Sub-array crossing the mid-point comprises two sub-arrays: X[i…mid] and X[mid + 1…j]. So we need to find the max sub-array sum from X[i…mid] and X[mid + 1…j] and then combine them. The idea works as follows:

Step 1: find the maximum contiguous sum of the left half X[l…mid].

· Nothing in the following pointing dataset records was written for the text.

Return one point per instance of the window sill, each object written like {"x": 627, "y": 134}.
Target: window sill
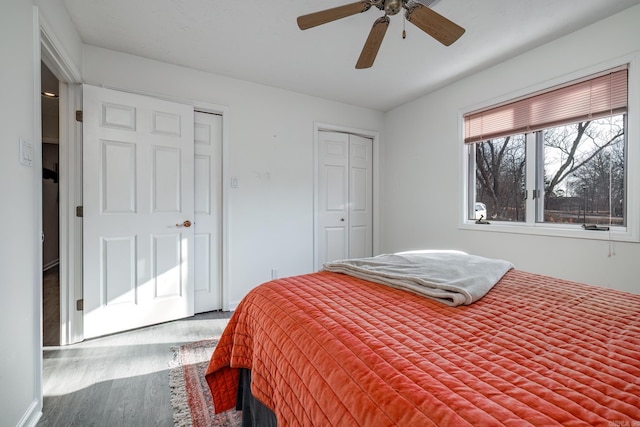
{"x": 616, "y": 234}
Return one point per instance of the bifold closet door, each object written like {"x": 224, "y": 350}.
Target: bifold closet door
{"x": 345, "y": 196}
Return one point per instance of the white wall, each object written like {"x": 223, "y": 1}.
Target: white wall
{"x": 270, "y": 152}
{"x": 421, "y": 169}
{"x": 20, "y": 395}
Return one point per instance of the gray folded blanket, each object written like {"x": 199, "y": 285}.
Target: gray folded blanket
{"x": 451, "y": 277}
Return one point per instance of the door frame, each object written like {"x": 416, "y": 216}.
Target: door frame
{"x": 69, "y": 137}
{"x": 61, "y": 65}
{"x": 374, "y": 136}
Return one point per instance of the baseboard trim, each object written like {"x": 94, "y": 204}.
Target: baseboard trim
{"x": 32, "y": 415}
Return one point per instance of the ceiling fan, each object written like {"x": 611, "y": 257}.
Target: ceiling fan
{"x": 417, "y": 12}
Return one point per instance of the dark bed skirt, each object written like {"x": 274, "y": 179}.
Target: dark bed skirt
{"x": 254, "y": 413}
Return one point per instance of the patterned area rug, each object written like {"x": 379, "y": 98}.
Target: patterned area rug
{"x": 190, "y": 395}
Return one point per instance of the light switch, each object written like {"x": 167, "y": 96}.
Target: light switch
{"x": 26, "y": 153}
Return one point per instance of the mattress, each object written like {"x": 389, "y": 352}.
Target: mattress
{"x": 330, "y": 349}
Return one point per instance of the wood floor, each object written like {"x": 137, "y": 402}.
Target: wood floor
{"x": 122, "y": 379}
{"x": 51, "y": 306}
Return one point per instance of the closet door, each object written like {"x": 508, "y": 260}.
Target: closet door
{"x": 138, "y": 210}
{"x": 345, "y": 219}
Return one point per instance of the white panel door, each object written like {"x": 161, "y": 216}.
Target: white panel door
{"x": 345, "y": 194}
{"x": 360, "y": 197}
{"x": 208, "y": 202}
{"x": 138, "y": 201}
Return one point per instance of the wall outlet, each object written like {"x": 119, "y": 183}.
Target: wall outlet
{"x": 26, "y": 153}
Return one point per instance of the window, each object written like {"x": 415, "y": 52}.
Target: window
{"x": 556, "y": 159}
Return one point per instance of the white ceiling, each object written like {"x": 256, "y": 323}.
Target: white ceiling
{"x": 259, "y": 41}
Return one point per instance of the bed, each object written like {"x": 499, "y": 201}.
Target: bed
{"x": 332, "y": 349}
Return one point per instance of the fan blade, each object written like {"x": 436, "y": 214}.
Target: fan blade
{"x": 333, "y": 14}
{"x": 372, "y": 45}
{"x": 434, "y": 24}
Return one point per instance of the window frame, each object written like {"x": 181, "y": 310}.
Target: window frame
{"x": 628, "y": 233}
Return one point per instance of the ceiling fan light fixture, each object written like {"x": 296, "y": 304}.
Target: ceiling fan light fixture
{"x": 392, "y": 7}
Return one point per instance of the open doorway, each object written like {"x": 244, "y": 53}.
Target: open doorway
{"x": 50, "y": 208}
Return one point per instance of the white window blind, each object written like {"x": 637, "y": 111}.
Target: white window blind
{"x": 587, "y": 99}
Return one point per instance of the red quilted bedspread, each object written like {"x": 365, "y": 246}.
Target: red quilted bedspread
{"x": 329, "y": 349}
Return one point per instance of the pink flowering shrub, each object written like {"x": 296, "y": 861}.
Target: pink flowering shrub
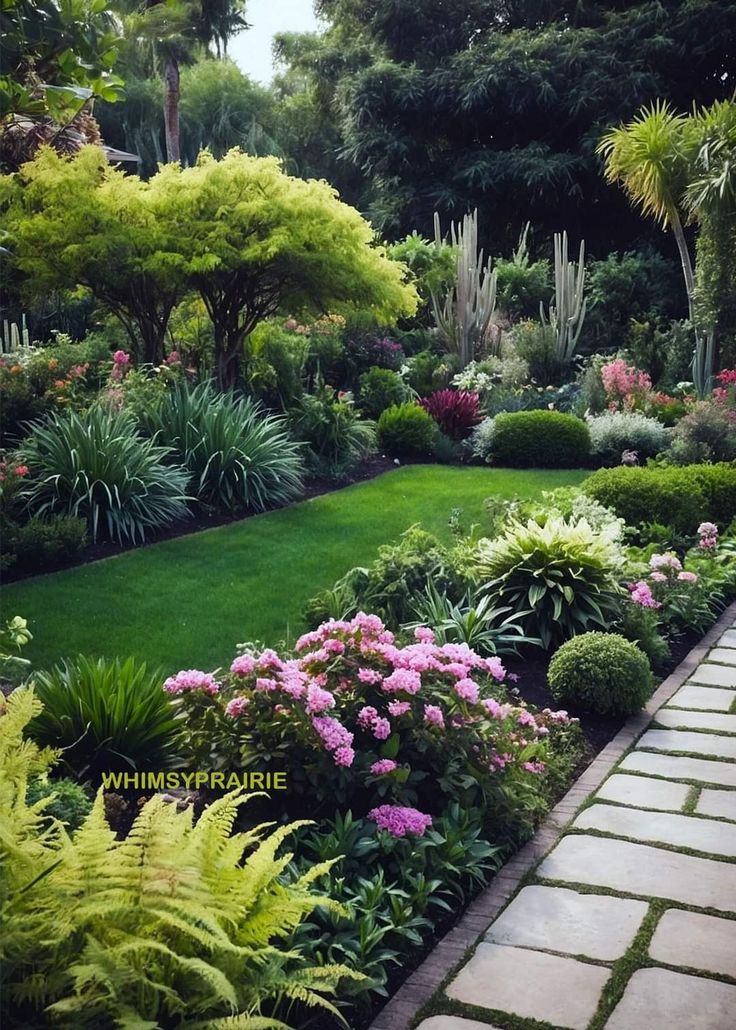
{"x": 355, "y": 718}
{"x": 626, "y": 387}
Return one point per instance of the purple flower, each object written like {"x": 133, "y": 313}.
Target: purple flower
{"x": 400, "y": 821}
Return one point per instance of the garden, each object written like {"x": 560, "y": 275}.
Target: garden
{"x": 344, "y": 520}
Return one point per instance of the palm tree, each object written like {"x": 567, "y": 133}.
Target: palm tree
{"x": 647, "y": 158}
{"x": 176, "y": 29}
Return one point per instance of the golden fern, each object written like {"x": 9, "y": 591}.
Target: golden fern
{"x": 178, "y": 921}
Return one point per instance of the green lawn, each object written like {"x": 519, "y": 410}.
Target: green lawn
{"x": 187, "y": 602}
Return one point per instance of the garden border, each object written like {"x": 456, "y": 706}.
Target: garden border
{"x": 419, "y": 988}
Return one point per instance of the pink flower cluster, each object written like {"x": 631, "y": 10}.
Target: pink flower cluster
{"x": 625, "y": 385}
{"x": 191, "y": 680}
{"x": 400, "y": 821}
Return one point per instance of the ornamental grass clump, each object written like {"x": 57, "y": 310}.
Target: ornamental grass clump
{"x": 239, "y": 457}
{"x": 560, "y": 577}
{"x": 601, "y": 673}
{"x": 356, "y": 719}
{"x": 99, "y": 468}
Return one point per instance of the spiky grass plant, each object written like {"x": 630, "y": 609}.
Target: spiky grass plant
{"x": 105, "y": 715}
{"x": 98, "y": 467}
{"x": 240, "y": 458}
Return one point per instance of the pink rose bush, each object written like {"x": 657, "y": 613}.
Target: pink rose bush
{"x": 355, "y": 717}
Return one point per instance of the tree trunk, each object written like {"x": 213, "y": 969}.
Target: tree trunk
{"x": 171, "y": 108}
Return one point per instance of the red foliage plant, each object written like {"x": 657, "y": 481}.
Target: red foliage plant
{"x": 455, "y": 411}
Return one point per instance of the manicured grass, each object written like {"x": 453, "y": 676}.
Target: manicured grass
{"x": 187, "y": 602}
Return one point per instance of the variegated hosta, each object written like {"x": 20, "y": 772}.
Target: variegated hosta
{"x": 560, "y": 578}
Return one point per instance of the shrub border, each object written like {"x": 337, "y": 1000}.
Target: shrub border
{"x": 419, "y": 988}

  • We initialize a variable sum to store the continuous sum from mid to some index i.
  • We initialize a variable maxLeftSum to store the max sum found so far.
  • Since this subarray must contain X[mid]. So we run a loop starting from index i = mid to l, calculate the contiguous sum and store it in the variable sum. Whenever sum > maxLeftSum, we update maxLeftSum with sum.

    int sum = 0
    int maxLeftSum = INT_MIN
    for(int i = mid; i <= l; i = i - 1)
    {
      sum = sum + X[i]
      if (sum > maxLeftSum)            
          maxLeftSum = sum
    }
    

Step 2: find the maximum contiguous sum of the right half X[mid + 1 ... r].

  • We use the same variable sum and initialize it with 0.
  • We initialize a variable maxRightSum to store the max sum found so far.
  • Now we run a loop starting from the index j = mid + 1 to r, calculate the continuous sum and store it in the variable sum. Whenever sum > maxRightSum, we update maxRightSum with sum.

    sum = 0
    int maxRightSum = INT_MIN
    for(int i = mid + 1; i <= r; i = i + 1)
    {
      sum = sum + X[i]
      if (sum > maxRightSum)
          maxRightSum = sum
    }
    

Step 3: Finally, to get the maximum contiguous subarray sum crossing the mid, we return the sum of variables maxLeftSum and maxRightSum. Think!

Solution Pseudocode: finding max subarray sum crossing the mid
int maxCrossingSum (int X[], int l, int mid, int r)
{
    int sum = 0
    int maxLeftSum = INT_MIN
    for(int i = mid; i <= l; i = i - 1)
    {
        sum = sum + X[i]
        if (sum > maxLeftSum)
            maxLeftSum = sum
    }
    
    sum = 0
    int maxRightSum = INT_MIN
    for(i = mid + 1; i <= r; i = i + 1)
    {
        sum = sum + X[i]
        if (sum > maxRightSum)
            maxRightSum = sum
    }
    return (maxLeftSum + maxRightSum)
}

Time and space complexity analysis of divide and conquer approach

For simplifying the analysis, we assume that the input size n is a power of 2, and T(n) is the time complexity of finding the max subarray sum. To calculate the overall time complexity, we need to add the time complexities of the divide, conquer, and combine parts.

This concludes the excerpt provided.